IBM took a significant step in the increasingly competitive and fast-growing field of deep learning and artificial intelligence with the introduction Dec. 5 of the first servers based on the Power9 processor and armed with an interconnect technology designed to accelerate the movement of data between the IBM processor and GPUs from Nvidia.
IBM officials have optimized the Power9 chip and the latest Power Systems Servers for the artificial intelligence (AI) space, which is being fiercely contested by most chip makers, including Intel, Advanced Micro Devices and Arm as well as its various manufacturing partners, such as Qualcomm.
Nvidia, a close partner of IBM, has for several years put AI, deep learning and machine learning at the heart of its strategy. System makers also are eyeing the AI space, as are such tech giants as Google, Amazon Web Services and Microsoft.
The emerging technologies are increasingly crucial in helping organizations collect, analyze and derive insights from the massive amounts of data that is being generated by business and industrial operations. Now powerful chips and systems are needed to crunch the data as it comes in.
Gartner analysts have said that by 2019, deep learning will be essential for achieving advances in everything from an image recognition and natural language processing to fraud detection, medical research and product recommendation. By 2018, 80 percent of data scientists will have access deep-learning capabilities.
“Deep learning is here to stay,” Alexander Linden, research vice president at Gartner, said in a statement in September. “It ultimately solves complex, data-rich business problems. Deep learning can, for example, give promising results when interpreting medical images in order to diagnose cancer early. It can also help improve the sight of visually impaired people, control self-driving vehicles or recognize and understand a specific person’s speech.”
IBM has been aggressive in building out its AI and machine learning capabilities, most based on its Watson platform. That has included its PowerAI platform that includes a number of deep learning frameworks optimized to run on the Power processor architecture and the Data Science Experience cloud-based environment that provides such tools as RStudio, Python, Spark and IBM’s Watson Machine Learning technology to data scientists. According to IBM Research officials, the company’s PowerAI Distributed Deep Learning toolkit has cut deep learning times from days to hours.
With the new Power9 chips and Power System AC922, IBM is prepared to offer organizations the infrastructure foundation they need to run their data-intensive AI, data analytics and high-performance computing (HPC) workloads.

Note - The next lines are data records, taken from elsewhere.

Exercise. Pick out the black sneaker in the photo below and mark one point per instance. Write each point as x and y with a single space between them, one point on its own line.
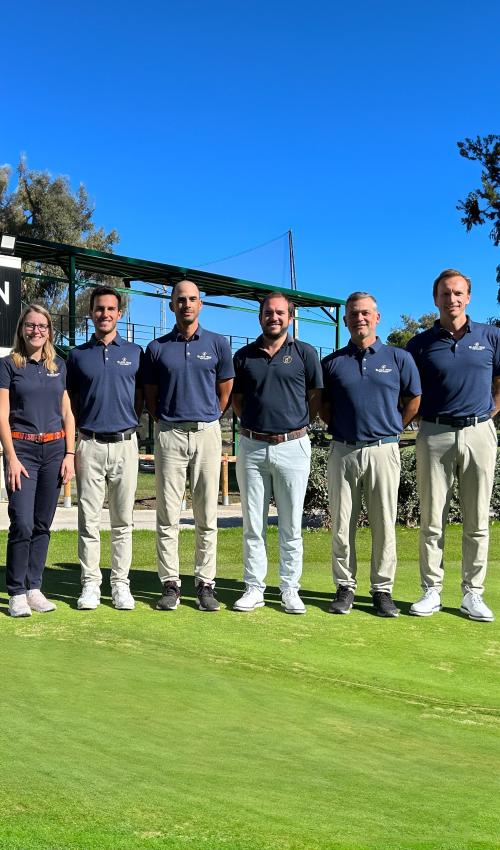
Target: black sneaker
206 598
342 601
170 597
384 604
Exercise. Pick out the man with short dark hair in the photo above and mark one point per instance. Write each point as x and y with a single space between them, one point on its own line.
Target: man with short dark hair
459 364
372 391
189 377
105 386
276 394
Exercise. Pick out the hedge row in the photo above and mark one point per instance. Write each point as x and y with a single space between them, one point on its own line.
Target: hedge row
316 508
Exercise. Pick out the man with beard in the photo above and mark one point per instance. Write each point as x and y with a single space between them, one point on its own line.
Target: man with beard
105 386
277 392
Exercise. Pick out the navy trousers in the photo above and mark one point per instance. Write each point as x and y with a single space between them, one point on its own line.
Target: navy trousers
31 511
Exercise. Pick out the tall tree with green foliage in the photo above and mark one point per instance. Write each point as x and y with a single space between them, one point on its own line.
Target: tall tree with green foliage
44 207
410 326
483 204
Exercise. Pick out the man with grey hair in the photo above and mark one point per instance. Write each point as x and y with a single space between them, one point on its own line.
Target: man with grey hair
371 392
459 364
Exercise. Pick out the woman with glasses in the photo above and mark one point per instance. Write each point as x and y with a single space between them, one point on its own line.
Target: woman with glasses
37 432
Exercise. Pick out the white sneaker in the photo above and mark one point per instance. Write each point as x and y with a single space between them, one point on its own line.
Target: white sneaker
291 601
38 602
428 604
90 596
252 598
122 598
473 605
18 606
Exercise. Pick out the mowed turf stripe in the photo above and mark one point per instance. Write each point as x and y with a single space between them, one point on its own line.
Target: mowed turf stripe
138 730
137 746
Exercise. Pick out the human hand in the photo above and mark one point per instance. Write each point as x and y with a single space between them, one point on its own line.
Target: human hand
13 472
67 468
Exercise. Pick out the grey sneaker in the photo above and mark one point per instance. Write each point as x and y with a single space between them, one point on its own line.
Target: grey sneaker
122 598
170 598
38 602
473 605
18 606
206 599
342 601
90 596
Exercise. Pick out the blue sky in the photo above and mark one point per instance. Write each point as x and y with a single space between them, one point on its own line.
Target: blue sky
202 129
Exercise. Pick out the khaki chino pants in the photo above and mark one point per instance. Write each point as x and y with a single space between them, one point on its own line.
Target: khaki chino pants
374 470
469 454
181 447
98 464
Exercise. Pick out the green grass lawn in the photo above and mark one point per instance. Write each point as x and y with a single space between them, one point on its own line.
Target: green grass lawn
146 729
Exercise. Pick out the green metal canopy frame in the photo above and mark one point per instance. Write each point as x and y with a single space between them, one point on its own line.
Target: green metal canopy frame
71 259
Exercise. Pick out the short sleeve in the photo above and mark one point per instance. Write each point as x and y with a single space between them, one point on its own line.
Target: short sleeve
225 368
5 373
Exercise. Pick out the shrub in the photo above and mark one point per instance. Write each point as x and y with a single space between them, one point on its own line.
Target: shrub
317 510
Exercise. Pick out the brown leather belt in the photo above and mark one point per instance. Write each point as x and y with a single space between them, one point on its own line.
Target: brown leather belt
38 438
274 438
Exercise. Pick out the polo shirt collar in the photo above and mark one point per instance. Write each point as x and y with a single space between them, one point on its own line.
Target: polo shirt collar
181 338
440 331
117 340
287 341
354 349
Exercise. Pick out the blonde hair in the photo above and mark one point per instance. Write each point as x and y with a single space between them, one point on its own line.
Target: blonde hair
19 352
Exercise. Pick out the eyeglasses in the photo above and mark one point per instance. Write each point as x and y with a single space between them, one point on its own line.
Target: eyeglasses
32 326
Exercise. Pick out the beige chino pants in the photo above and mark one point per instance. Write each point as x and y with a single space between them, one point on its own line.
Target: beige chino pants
180 448
374 470
98 464
469 454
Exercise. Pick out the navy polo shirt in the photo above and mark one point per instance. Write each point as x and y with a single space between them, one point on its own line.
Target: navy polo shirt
35 395
275 388
457 374
186 372
364 387
105 378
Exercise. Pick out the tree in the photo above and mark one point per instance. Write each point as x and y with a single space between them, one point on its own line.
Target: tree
45 207
483 204
410 326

The new system is designed to improve the performance of such AI frameworks as TensorFlow, Caffe and Chainer as well as accelerated databases such as Kinetica.

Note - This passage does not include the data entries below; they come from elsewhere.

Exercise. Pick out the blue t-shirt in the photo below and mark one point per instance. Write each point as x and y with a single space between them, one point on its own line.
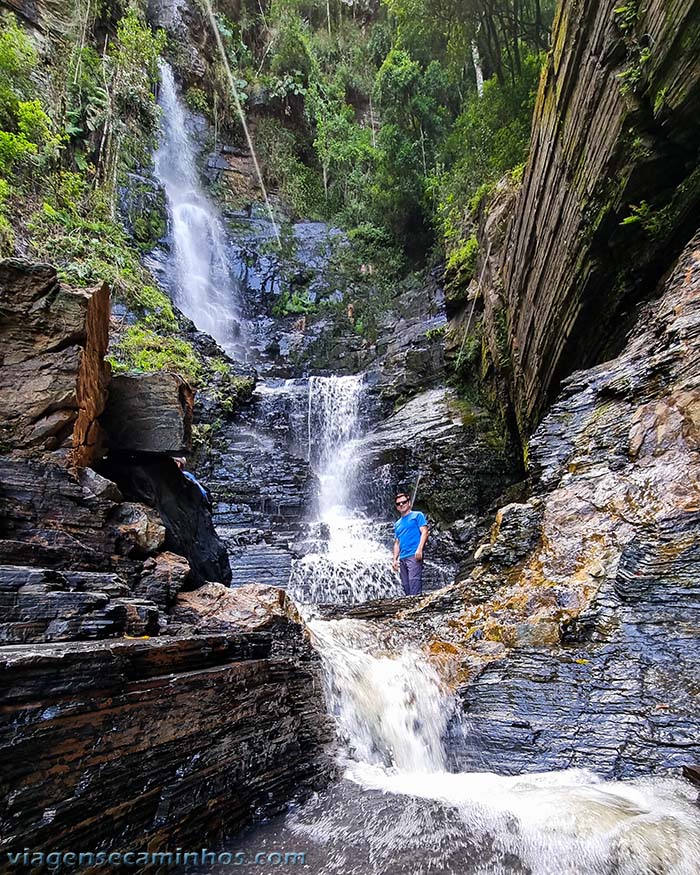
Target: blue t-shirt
407 530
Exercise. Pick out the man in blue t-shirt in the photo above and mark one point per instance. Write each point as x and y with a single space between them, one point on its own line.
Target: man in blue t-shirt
411 533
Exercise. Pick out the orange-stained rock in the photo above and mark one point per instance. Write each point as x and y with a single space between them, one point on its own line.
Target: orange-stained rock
53 377
217 608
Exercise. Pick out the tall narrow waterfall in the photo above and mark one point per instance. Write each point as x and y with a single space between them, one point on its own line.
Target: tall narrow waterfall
197 273
352 563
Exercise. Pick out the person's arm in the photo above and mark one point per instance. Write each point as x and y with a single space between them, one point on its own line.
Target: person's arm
423 538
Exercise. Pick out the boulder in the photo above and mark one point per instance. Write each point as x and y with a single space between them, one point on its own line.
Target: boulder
157 482
162 578
252 608
141 530
149 413
53 377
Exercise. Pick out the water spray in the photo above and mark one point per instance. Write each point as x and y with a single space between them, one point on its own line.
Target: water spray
241 115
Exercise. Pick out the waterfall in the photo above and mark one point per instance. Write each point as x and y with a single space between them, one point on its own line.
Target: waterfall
393 709
351 563
197 273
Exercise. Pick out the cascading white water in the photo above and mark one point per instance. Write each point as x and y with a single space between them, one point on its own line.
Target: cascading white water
198 275
352 564
392 710
392 707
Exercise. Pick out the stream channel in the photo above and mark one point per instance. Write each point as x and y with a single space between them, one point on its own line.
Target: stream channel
409 800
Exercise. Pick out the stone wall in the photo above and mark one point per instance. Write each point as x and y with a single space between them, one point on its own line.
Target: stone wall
609 197
129 744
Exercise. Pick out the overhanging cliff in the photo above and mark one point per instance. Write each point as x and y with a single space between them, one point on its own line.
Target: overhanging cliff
610 195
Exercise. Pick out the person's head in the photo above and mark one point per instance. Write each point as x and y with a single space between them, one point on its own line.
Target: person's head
402 503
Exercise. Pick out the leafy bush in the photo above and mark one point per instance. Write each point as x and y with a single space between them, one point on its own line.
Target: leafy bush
141 349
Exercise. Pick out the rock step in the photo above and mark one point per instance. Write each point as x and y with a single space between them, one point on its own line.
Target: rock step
261 563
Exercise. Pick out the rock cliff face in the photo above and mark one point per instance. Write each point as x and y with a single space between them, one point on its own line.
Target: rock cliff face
589 590
176 739
53 377
128 710
610 194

“We’ve built a game-changing powerhouse for AI and cognitive workloads,” Bob Picciano, senior vice president of IBM Cognitive Systems, said in a statement. “In addition to arming the world’s most powerful supercomputers, IBM Power9 Systems is designed to enable enterprises around the world to scale unprecedented insights, driving scientific discovery [and] enabling transformational business outcomes across every industry.”
Critical to the Power9 chips—which were four years in the making—is the interconnect subsystem, which comprises PCI-Express 4.0, the latest generation of Nvidia’s NVLink technology and OpenCAPI architecture, which company officials said can speed up the movement of data to 9.5 times the speed of the PCIe 3.0-based x86 systems running Intel’s Xeon chips. According to IBM, the chip also offers twice performance of x86 chips and 1.8 times the memory bandwidth.
The Power9 chips are available with 16 to 22 cores, which means the System AC922 can come with as many as 44 processing cores. The also systems come with Nvidia’s latest GPU accelerators, the Tesla V100 “Volta” chips.
The Power9 chips also will drive two new supercomputers—”Sierra” at the Department of Energy’s Lawrence Livermore National Lab and “Summit” at the Oak Ridge National Lab—which were both developed along with Nvidia and Mellanox.